Unfold the history of this fascinating city through the narrow streets and its unique places: there are numerous interesting details and hidden treasures nestled in the winding streets and neighbourhood squares.
- Cannaregio and the “Ghetto”: Between the fifteenth and sixteenth centuries, Venice revised its policy of centralization and dislocation of the various foreign communities. This context also included the establishment of the Jewish Ghetto. The primacy of the Venetian Ghetto is not only a question of date (1516) but its being based on religious difference. It is an extremely important area to understand more of the Jewish culture with its museum, different synagogues, art galleries and memorials. It is also in Cannaregio, in the area of San Giovanni Crisostomo, that several old houses contest the glory of having been Marco Polo’s dwelling.
- Santa Croce, San Polo and the Rialto Market: The Rialto was the mercantile heart of Venice. Of the 440 bridges which connect the 118 islands forming Venice, the Rialto bridge is, with reason, the most famous and imposing. The market beyond the bridge is a picturesque and noisy quarter. Green-grocers’, butchers’, grocers’ shops, following one another in close succession, are surrounded by a chattering crowd always on the move. Further on, to the right, we find the fish-market (pescheria). Charming is the campo San Giacomo dell’Orio, situated in a quiet part of the Santa Croce district with its church with a typical ship’s-keel ceiling.
- Dorsoduro and the “squero of San Trovaso”: Dorsoduro is one of the most sought-after areas of the city: it is the artistic district with lots of art galleries and original shops, especially in between the Accademia Galleries and the Baroque basilica of the Madonna della Salute, built in gratitude for the end of the plague in 1631. It is also the University area where you can find nice cafés and a bit of fun, all around campo Santa Margherita, the heart of the district. It is the place of the most popular promenade for the Venetians, the large Zattere wharf, with great ice-cream parlours. And it is here that you can find the famous gondola workshop (squero) where the gondolas are still made and/or repaired.
- Castello and the Arsenal: Castello and the Arsenal: Castello is the most residential “sestiere” where you can find real life and lots of off the beaten track. The main square here is campo Santi Giovanni e Paolo, which contains the greatest number of monuments after piazza San Marco: the Dominican church of Santi Giovanni e Paolo, the elaborate Scuola Grande di San Marco, and a magnificent equestrian statue made by Andrea Verrocchio, Leonardo da Vinci’s master. Nearby is the church of the Pietà, known for Antonio Vivaldi: famed composer all over Europe. Walking then in the area of the Arsenal we can really appreciate that the Republic of St Mark was the greatest naval power in Europe.

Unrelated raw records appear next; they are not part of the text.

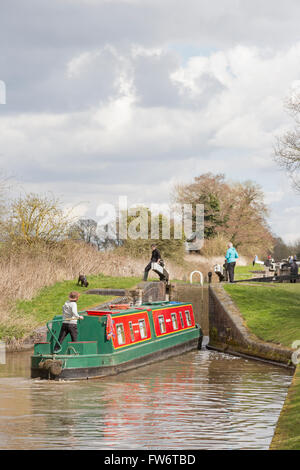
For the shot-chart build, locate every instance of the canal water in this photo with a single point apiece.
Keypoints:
(200, 400)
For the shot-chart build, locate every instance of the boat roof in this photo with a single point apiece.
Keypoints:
(122, 309)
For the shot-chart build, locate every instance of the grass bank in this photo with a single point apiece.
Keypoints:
(28, 314)
(271, 311)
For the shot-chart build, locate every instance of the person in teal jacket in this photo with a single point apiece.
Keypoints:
(231, 257)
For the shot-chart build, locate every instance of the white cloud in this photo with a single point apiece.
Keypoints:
(112, 106)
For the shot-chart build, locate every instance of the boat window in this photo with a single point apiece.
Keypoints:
(120, 333)
(162, 325)
(181, 320)
(131, 331)
(188, 317)
(143, 329)
(174, 321)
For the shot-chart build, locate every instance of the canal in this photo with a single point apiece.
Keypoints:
(200, 400)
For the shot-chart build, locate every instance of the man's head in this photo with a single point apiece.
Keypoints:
(74, 296)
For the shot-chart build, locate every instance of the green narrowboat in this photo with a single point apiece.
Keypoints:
(117, 339)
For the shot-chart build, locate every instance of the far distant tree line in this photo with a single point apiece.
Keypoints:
(233, 212)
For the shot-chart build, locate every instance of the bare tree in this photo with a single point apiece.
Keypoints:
(287, 147)
(34, 218)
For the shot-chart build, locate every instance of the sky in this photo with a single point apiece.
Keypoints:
(110, 98)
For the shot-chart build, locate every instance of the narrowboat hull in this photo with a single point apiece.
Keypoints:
(89, 359)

- San Giorgio and Giudecca: More than one of the islands surrounding Venice may be seen from the quay of the Piazzetta San Marco. San Giorgio Maggiore reflects its beautiful Palladian architecture and its pointed campanile in the waters of the Bacino right opposite the Doge’s Palace. On its right side the line of houses and churches of the Giudecca Island, where the sixteenth-century church of the Redentore stands out. It is a masterpiece by Palladio commissioned by the Senate of the Venetian Republic in 1576 as an ex-voto made during a terrible plague. A famous “festa” is held around this church every year.